Even before the interest rate shock, it was easy to expect deficits to increase over time.

The bulk of federal spending is mandatory expenditures on Social Security, health insurance, and the like, which are mandated by laws and aren’t subject to the vagaries of the annual budgeting process.

These expenditures will swell as the population ages, and annual spending on income support for the elderly will be the same as spending on education, the environment, national defense, science, and transportation by 2033.

The US government estimates that the trust funds that help fund both Social Security and health programs will be insolvent by the early 2030s.

At that point, the United States will face a fundamental choice between cutting benefits and raising taxes.

A similar calculation will be applied to all other aspects of the federal budget: a combination of cutting expenditures and raising revenues is the only way to prevent a crippling rise in the federal deficit.
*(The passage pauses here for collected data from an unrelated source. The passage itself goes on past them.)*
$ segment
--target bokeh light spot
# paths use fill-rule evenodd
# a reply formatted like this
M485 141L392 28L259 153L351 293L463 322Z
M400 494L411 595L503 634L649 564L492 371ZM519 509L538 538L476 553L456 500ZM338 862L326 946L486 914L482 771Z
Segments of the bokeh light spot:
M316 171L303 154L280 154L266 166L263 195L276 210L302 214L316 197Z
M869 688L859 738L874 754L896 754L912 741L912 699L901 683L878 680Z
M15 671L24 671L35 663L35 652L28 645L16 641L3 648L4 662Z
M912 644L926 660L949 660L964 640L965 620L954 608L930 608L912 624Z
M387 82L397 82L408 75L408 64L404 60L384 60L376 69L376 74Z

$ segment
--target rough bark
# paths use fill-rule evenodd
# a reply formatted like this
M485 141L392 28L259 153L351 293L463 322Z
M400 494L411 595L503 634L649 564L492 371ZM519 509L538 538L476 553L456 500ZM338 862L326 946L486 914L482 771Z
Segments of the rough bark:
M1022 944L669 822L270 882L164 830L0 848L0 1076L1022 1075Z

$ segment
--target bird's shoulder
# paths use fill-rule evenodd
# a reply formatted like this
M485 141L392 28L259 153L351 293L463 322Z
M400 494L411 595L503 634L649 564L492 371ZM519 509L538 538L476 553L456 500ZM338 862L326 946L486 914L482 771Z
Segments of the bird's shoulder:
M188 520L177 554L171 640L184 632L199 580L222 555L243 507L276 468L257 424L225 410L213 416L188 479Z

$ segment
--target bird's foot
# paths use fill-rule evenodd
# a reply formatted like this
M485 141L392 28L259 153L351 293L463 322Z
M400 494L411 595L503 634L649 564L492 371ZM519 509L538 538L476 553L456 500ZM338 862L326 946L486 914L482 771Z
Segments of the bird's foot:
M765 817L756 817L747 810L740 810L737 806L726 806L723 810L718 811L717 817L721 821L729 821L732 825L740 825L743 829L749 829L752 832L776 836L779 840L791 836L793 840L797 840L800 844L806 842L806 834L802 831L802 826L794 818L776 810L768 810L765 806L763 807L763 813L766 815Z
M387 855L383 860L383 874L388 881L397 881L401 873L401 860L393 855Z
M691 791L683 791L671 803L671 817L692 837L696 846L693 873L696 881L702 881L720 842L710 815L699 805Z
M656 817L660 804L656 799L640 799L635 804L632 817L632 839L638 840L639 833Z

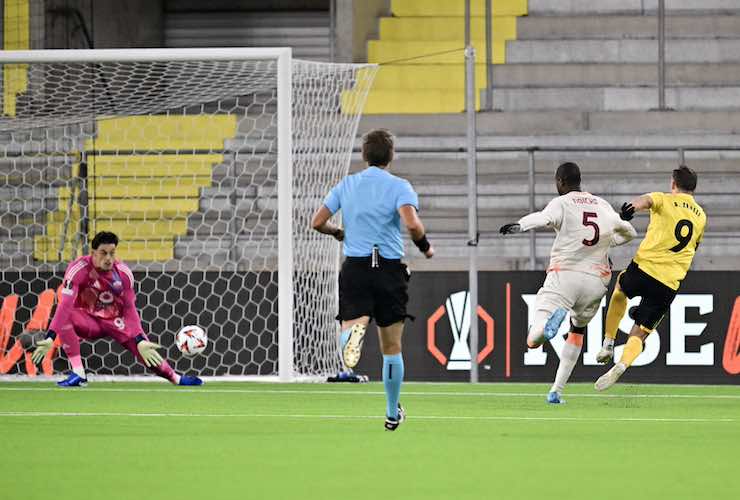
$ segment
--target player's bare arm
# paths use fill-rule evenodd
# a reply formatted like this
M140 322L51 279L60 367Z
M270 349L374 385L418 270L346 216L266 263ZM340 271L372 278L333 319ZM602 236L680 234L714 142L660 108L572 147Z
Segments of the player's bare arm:
M398 209L398 213L401 216L401 222L411 235L414 245L427 259L431 259L434 256L434 248L427 240L424 224L421 222L419 214L416 213L416 208L412 205L403 205Z
M642 196L638 196L637 198L633 199L629 203L623 203L622 209L619 212L619 216L622 218L622 220L632 220L635 212L650 210L652 206L653 199L650 197L649 194L643 194Z
M321 205L311 219L311 227L322 234L333 236L337 241L344 240L344 230L329 221L332 213L324 205Z

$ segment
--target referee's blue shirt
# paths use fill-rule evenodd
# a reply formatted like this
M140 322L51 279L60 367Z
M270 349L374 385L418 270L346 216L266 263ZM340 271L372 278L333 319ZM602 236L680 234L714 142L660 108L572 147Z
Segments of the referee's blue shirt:
M381 257L403 257L398 213L403 205L419 210L414 188L409 181L378 167L345 177L324 199L324 206L332 214L342 210L346 257L368 257L374 245Z

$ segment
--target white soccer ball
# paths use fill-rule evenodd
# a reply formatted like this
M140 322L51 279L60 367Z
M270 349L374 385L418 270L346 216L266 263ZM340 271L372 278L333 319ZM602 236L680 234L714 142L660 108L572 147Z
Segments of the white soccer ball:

In the end, for all their concerns about the financial outlook, the former CBO directors are also unanimous in the view that failing to raise the debt ceiling now, thus opening the door to default, is a terrible idea.

The mere threat of doing so threatens more financial damage to the government, by increasing borrowing costs and burdening American economic growth.

Therefore, America requires, at this crucial moment, a serious political debate, and a bipartisan agreement to put its budget on sounder foundations, to get out of this unimaginable disaster.

It’s known where its consequences will reach.